Design Systematic literature searches to identify instruments. Pre-defined criteria relating to reliability, validity, responsiveness, precision and acceptability.
Results A total of 46 articles relating to 18 instruments met the inclusion criteria. Most evidence was found for the OARS Multidimensional Functional Assessment Questionnaire (OMFAQ), CARE, Functional Assessment Inventory (FAI) and Quality of Life Profile – Seniors Version (QOLPSV). Most instruments have been evaluated in single studies. Four instruments have evidence of internal consistency and test–retest reliability – LEIPAD, Philadelphia Geriatrics Centre Multilevel Assessment Inventory, Perceived Well-being Scale, Wellness Index (WI). Two instruments lack evidence of reliability – Brief Screening Questionnaire, Geriatric Quality of Life Questionnaire (GQLQ).
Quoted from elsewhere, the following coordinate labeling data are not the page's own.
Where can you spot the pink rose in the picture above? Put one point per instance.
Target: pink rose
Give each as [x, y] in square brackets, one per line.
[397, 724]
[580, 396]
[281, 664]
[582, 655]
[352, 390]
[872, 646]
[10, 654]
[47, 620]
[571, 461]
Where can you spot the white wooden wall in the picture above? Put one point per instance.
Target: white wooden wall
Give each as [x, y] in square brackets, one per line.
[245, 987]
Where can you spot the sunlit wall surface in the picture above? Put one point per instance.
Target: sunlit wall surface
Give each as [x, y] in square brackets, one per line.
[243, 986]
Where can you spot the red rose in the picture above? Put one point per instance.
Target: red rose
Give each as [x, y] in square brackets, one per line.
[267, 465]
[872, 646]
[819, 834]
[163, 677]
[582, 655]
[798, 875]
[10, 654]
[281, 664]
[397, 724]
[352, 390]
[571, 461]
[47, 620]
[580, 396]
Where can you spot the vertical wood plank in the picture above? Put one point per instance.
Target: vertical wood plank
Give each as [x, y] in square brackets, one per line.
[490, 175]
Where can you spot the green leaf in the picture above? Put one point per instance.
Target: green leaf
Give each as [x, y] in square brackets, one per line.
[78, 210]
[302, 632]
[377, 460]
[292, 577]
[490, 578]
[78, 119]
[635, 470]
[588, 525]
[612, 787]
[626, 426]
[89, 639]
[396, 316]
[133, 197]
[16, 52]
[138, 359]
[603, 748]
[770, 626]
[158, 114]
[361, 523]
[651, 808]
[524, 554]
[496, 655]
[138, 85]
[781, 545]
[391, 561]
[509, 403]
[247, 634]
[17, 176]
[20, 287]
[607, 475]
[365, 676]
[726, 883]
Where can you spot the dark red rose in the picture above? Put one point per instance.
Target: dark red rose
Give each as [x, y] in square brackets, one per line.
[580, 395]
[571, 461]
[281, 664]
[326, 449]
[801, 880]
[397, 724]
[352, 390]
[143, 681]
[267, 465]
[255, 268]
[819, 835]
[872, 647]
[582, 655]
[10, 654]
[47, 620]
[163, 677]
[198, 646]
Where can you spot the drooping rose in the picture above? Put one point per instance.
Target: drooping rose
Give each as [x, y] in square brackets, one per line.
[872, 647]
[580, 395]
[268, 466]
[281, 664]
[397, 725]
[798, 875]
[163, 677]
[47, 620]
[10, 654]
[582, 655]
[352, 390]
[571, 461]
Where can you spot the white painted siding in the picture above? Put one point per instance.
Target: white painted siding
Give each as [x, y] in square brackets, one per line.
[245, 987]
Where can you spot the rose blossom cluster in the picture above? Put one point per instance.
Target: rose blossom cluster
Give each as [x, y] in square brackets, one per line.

Older people contributed to the content of the GQLQ, QOLPSV and WI. Most instruments were assessed for validity through comparisons with other instruments, global judgements of health, or clinical and socio-demographic variables. Limited evidence of responsiveness was found for five instruments – GQLQ, OMFAQ, PGCMAI, QOLPSV, Self-Evaluation of Life Scale (SELF).
Conclusion Although most evidence was found for the OMFAQ this was largely for the ADL domain; evidence for reliability and responsiveness is limited. Limited evidence of reliability, validity and responsiveness was found for the PGCMAI, QOLPSV and SELF. The lack of evidence for measurement properties restricts instrument recommendation. Instrument content should be assessed for relevance before application and the concurrent evaluation of specific and widely used generic instruments is recommended. Several instruments, including the BSQ and EASY-Care, were developed recently and further evidence of instrument performance is required.